Audrey by Alexander Walker: Book Cover  Audrey:  Her real story by Alexander Walker.  If it’s a biography isn’t it by definition real?  That aside, I’ve only read the opening to this book and I am intrigued.  I have only read a few pages, but it would seem to indicate her big family secret was that both her parents were Nazi supporters at one point (apparently her mom switched sides).  Wow.  Weird.  In any event, I love Audrey and can’t wait to learn more about this wonderful human being.

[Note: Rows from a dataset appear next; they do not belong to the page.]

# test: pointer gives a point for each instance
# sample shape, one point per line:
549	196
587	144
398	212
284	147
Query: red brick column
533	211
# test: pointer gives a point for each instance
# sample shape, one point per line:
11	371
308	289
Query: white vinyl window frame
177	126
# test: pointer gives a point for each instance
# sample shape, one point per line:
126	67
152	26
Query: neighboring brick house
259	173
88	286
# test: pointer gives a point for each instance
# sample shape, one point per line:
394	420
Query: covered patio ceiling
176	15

Peace & Plenty – Flew through this one and plan to read it again.  Good stuff in here.  I just need it to really stick.  The Silence of God – I’m always up for a novel on Russian history even if it’s recent history in this case the 1940s.   Good insight on church members in other countries and the story of  one family  in Russia.  Night by Elie Wiesel since I couldn’t make it through The Berlin Diaries – Disturbing and it’s a good thing it is.  Every high school student should have to read it.   A Night to Remember – I actually picked up a few things I didn’t know about the Titanic.   As You Like It – Somehow I skipped right over this.  Weird.  A Year By The Sea – I’m so buying a copy for each of my girlfriends this year!   Self Portrait:  Gene Tierney – Not only was she breathtakingly beautiful, she was breathtakingly honest.  Fascinating read.  Outlander Okay this began as  a labor of love, but I did end up enjoying it.  I’m just not likely to follow the series.  John Adams – Interesting, but I didn’t finish it.   Daughter of Fortune – Didn’t get past the first few chapters…  Ballet Shoes – I was shocked that I didn’t fall instantly in love with this one –didn’t finish it.  The Serpent’s Tale – Haven’t had time to attempt it again. 

2012 – See the blog post here


2 responses to “Book Club With A Twist

  1. Gail Webster

    So Jenny – I am looking for the list of books you have been recently reading. You know I am pretty computer illiterate so if I am in the wrong place, please direct me to the right one.

    I am still working on the Children of Henry VIII and I will finish it soon. It was difficult to read while I was in Finland – and then I was so tired coming home on the plane, that it was even difficult to read there. But now I am just doing laundry, reading mail (thanks for the note) and paying bills, etc.

    • snydeen

      Hey Gail, try December 3d (I think) for the list. I’ll stick it under the book page also. The February book is Emily Watts, “I hate it when exercise is the answer.” Deseret Book.